Polynomial Lattices for the BIKE Cryptosystem
Michael Schaller
TL;DR
The paper reframes BIKE's key-recovery weakness as a rank-$2$ lattice problem over a polynomial ring derived from the public key, treating the secret key as a sparse lattice vector. It builds a concrete lattice $L$ with basis $(x^r-1,0)$ and $(h,1)$ and applies Lenstra-style polynomial-lattice reduction to obtain a reduced basis, enabling a generalized weak-key search that combines lattice reduction with brute-force bounded by a degree parameter. By connecting Thue's lemma, Mahler's analogue of Minkowski, and rational reconstruction within a unified polynomial-lattice framework, the work shows how to recover more weak keys than prior approaches (e.g., BardetDLO16) and provides insights into short-vector hardness under a weight-based norm.

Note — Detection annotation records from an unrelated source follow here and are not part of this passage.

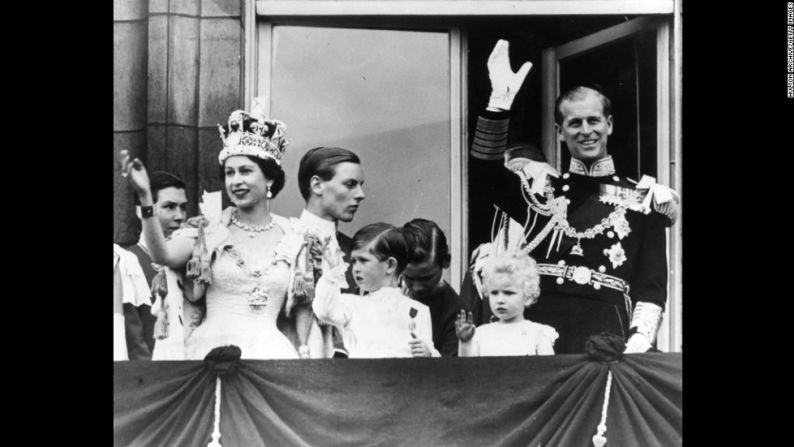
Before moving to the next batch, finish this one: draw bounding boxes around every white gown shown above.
[185,216,310,360]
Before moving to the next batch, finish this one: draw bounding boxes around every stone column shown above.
[113,0,149,245]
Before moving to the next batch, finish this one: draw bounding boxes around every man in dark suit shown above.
[124,171,187,360]
[279,147,365,357]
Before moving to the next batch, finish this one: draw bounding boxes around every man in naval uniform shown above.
[464,40,677,354]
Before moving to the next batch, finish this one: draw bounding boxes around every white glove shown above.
[488,39,532,110]
[623,301,662,354]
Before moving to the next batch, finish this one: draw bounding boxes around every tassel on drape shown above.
[152,267,168,340]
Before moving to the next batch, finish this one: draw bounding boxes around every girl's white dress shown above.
[172,209,322,360]
[472,320,559,357]
[113,244,151,360]
[312,263,440,358]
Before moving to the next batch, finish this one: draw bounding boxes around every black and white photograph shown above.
[110,0,680,447]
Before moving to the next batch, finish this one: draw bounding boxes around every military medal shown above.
[224,245,275,310]
[571,238,584,256]
[605,242,626,269]
[248,286,268,309]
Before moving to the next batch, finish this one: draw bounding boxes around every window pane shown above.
[271,26,450,235]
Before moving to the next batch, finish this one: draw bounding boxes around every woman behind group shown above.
[121,101,324,359]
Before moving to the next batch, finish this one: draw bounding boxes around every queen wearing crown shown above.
[121,100,325,359]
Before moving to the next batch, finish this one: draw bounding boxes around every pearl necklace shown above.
[232,211,276,237]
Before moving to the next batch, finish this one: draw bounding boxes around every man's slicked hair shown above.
[135,171,187,205]
[298,146,361,201]
[554,84,612,126]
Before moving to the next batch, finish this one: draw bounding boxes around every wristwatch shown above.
[141,205,154,219]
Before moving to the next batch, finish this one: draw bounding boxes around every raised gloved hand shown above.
[488,39,532,110]
[624,301,663,354]
[623,334,651,354]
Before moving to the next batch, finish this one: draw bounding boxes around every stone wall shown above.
[113,0,244,245]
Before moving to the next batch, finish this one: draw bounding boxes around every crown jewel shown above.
[218,96,289,165]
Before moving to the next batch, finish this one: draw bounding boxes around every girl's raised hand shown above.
[455,309,475,342]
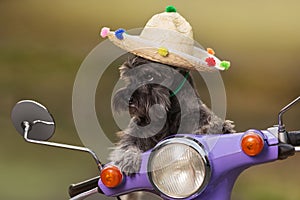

The results suggest directions for extending the method to higher-rank lattices and for potential applications to HQC, highlighting open questions about deeper lattice-theoretic approaches to quasi-cyclic cryptosystems and their weak-key landscapes.
Abstract
In this paper we introduce a rank $2$ lattice over a polynomial ring arising from the public key of the BIKE cryptosystem. The secret key is a sparse vector in this lattice. We study properties of this lattice and generalize the recovery of weak keys from "Weak keys for the quasi-cyclic MDPC public key encryption scheme". In particular, we show that they implicitly solved a shortest vector problem in the lattice we constructed. Rather than finding only a shortest vector, we obtain a reduced basis of the lattice which makes it possible to check for more weak keys.